The cold has moved beyond pain into something deeper—a bone-deep ache that speaks of systems shutting down, of a body preparing to surrender.

Keep moving. Movement means warmth. Stillness means death.

And just when the last shred of hope starts to unravel, when the darkness feels endless and the cold has worked its way through my bones, a branch cracks somewhere in the white void ahead.

I freeze, heart hammering weakly against my ribs. Through the driving snow, a shape emerges—tall, broad-shouldered.

He stands still—too still for a man who doesn’t know what’s coming. He has no flashlight, no radio. He doesn’t speak right away. Doesn’t rush to help me. He just watches, calm, grounded, real.

Dogs flank him.

Drake doesn’t use dogs.

This man isn’t part of the hunt.

He moves like he belongs here, like the storm is simply weather instead of a weapon.

A massive dog bounds toward me through the snow, tail moving—not aggressive, but curious. Protective. The other dog holds its position, alert but not threatening.

“Who’s there?” His voice cuts through the wind like a blade, deep and authoritative, low and steady, as if we’re the only two people left in the world.

“Please,” I whisper, the word torn from my frozen throat. “They’re hunting me.”

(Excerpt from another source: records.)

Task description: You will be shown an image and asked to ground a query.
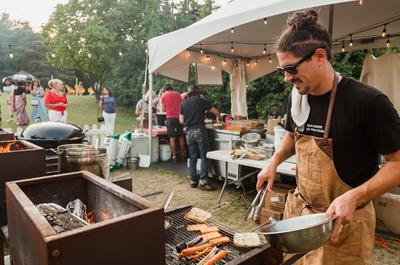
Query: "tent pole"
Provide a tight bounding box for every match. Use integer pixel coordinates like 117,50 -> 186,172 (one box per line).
328,5 -> 335,38
149,73 -> 153,161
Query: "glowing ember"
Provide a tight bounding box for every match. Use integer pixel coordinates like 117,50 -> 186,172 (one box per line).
0,142 -> 24,153
100,212 -> 110,221
86,211 -> 96,224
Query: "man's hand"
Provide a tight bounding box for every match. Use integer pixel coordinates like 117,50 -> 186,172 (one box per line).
326,191 -> 357,239
256,160 -> 276,191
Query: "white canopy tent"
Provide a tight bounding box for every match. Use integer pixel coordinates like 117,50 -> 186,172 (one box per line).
148,0 -> 400,156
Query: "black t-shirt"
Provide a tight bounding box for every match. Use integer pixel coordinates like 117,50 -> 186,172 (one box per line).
179,96 -> 212,128
286,77 -> 400,187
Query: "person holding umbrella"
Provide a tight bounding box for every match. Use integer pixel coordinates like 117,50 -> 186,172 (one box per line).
44,79 -> 68,123
13,81 -> 29,126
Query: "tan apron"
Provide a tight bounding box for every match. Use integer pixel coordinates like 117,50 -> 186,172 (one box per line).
284,74 -> 375,265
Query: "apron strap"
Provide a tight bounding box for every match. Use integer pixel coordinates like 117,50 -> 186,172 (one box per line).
323,72 -> 339,145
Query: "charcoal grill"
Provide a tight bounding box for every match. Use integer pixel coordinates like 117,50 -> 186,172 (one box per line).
165,206 -> 282,265
0,140 -> 46,226
6,171 -> 165,265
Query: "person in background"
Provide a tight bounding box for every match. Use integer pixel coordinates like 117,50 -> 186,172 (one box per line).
44,79 -> 68,123
3,78 -> 17,122
31,80 -> 47,121
99,87 -> 117,135
179,85 -> 221,191
135,91 -> 156,129
13,82 -> 29,126
257,9 -> 400,265
160,84 -> 185,161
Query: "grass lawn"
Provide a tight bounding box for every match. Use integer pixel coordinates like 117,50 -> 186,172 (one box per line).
0,95 -> 136,133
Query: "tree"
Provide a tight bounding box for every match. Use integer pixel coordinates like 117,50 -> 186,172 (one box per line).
0,13 -> 70,84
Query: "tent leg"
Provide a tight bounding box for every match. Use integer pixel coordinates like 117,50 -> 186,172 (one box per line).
149,74 -> 153,161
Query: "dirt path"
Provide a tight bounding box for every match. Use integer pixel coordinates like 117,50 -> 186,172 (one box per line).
114,164 -> 400,265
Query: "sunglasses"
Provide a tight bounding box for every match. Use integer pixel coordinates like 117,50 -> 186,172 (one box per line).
276,47 -> 322,75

Steam rises from his breath in the frigid air. Snow clings to broad shoulders covered in winter camouflage. A scar bisects one eyebrow, and his eyes are pale gray—winter sky after the storm passes.

“Who’s hunting you?”

The honest concern in his voice breaks something inside me. I sway on my feet, the last of my adrenaline finally failing. Blood loss, hypothermia, exhaustion—all of it crashes over me at once.

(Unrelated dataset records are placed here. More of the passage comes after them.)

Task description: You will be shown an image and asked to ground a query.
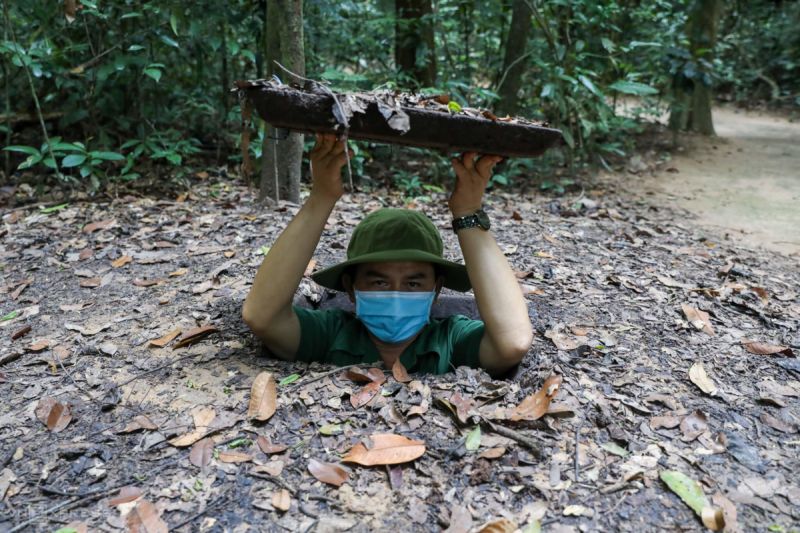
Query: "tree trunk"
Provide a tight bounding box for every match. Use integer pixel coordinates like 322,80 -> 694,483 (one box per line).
394,0 -> 436,87
258,0 -> 306,203
497,0 -> 532,115
669,0 -> 723,135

He moves toward me, like he’s seen this before. Like nothing about me—bloody, half-broken, filthy—makes him hesitate. When his arms wrap around me, it’s not the rough grab I brace for. It’s strength wrapped in control. Hands that lift without hurting, that ground without caging.

“I’ve got you,” he says, and something in his voice—calm certainty, unshakeable protection—breaks the last of my resistance.

I collapse into him, this stranger who smells like pine and gunpowder and safety. The flash drive cuts into my palm where I still clutch it desperately.

Three years of evidence. Three years of documenting a federal judge’s corruption while he destroyed me piece by piece. It has to matter.

“They’ll kill me,” I manage against his chest, my voice barely a whisper in the storm. “If they find me.”

His arms tighten around me, and when he speaks again, his voice has gone deadly quiet—not a threat, but a promise carved from winter steel.

“Then we’d better make sure they don’t find you.”

Something shifts inside me. The fear doesn’t vanish, but it’s no longer everything. I still feel the cold, still hear the men behind me. But now, I’m not alone.